The government is mooting to implement one of the most impactful public health plan — the Generation End Game (GEG) policy that bans the use, possession and sale of cigarette and vape products for people born after 2007.
The idea was introduced by Health Minister Khairy Jamaluddin earlier this year and it does not only regulate e-cigarettes and vape products in the country but will act as a “generation end-game” (GEG) for smoking in the long run.
While the idea is good, the proposed law has been getting a lot of pushback from policymakers, medical professionals, industry players, and the public for the issues it create.
According to a public petition initiated by Badrul Badri, it cited four key reasons why the people voted against the new law. Among them were:
- The GEG will create a generation of criminals;
- The GEG takes away an individual’s right to equality and freedom;
- The GEG fuels an illegal market; and
- The GEG does not differentiate between vape and cigarettes.
The public petition on “Malaysia Bersuara” has since amassed over 600,000 signatures at the time of writing.
Concerns over the impact on the industry
The Malaysian Vape Chamber of Commerce (MVCC) and Malaysian Vape Industry Advocacy (MVIA) have consistently called for the GEG to be reviewed again as it brings a huge impact to the industry.
“Since the GEG was first proposed early this year, many in the vape industry have shared their concerns as the impact of this policy on our industry will be significant,” MVCC secretary-general Ridhwan Rosli said.
“Beyond affecting Bumiputera entrepreneurs, the GEG sets a very wrong and negative stance on vape which has been widely used as a tool for smoking cessation by smokers.”
Concerns from legal perspective
Former Chief Justice Zaki Azmi was one of them who gave his views on the Tobacco Bill and he said that the GEG may be unconstitutional, discriminatory, and affect civil liberties.
Citing Article 8 of the Federal Constitution which focuses on the right to equality and equal protection under the law, he said, “It is crucial to note that it does not necessarily mean all persons must be treated alike, but rather that the law must operate alike on all persons under like circumstances.”
“Thus, it is worth asking whether setting an age limit on a permanent prohibition to smoke is discriminatory and against the spirit of Article 8.”

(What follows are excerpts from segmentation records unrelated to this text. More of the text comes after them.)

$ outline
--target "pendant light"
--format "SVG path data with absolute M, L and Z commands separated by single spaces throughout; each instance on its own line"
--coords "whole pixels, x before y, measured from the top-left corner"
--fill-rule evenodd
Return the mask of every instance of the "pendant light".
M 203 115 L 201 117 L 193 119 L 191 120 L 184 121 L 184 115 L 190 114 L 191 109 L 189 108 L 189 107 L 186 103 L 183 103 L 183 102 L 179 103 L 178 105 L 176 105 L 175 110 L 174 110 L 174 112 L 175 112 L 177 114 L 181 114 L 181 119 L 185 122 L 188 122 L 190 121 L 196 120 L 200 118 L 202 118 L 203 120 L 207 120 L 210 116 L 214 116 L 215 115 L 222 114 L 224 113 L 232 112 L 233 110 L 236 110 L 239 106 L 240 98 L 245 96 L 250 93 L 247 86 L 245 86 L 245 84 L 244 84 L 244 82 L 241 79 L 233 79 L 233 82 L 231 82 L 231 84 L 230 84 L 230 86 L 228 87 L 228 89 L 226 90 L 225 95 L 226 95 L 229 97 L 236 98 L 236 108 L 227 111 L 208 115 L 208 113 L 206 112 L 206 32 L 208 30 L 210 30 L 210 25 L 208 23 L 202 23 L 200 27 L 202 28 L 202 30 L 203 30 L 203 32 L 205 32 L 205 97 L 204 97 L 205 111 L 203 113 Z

Medical practitioner’s view
Over the past decade, Malaysia has introduced several smoking cessation programmes but most of them were ineffective. Therefore, medical practitioners think GEG should not prohibit a less harmful smoking alternatives such as vape.
In a statement, the President of Federation of Private Medical Practitioners’ Associations Malaysia (FPMPAM) Dr Steven Chow has urged the Health Ministry to consider harm reduction approaches before “rushing” to legislate the GEG on vape.
“In Malaysia, the field of tobacco harm reduction is in sore need of comprehensive basic clinical epidemiological research, and we must take the time and use our resources to explore this option,” he said.
“Rushing the GEG and excluding harm reduction from the policy would be a missed opportunity, as we may be losing out on an achievable option that can have a meaningful impact on the tobacco epidemic.”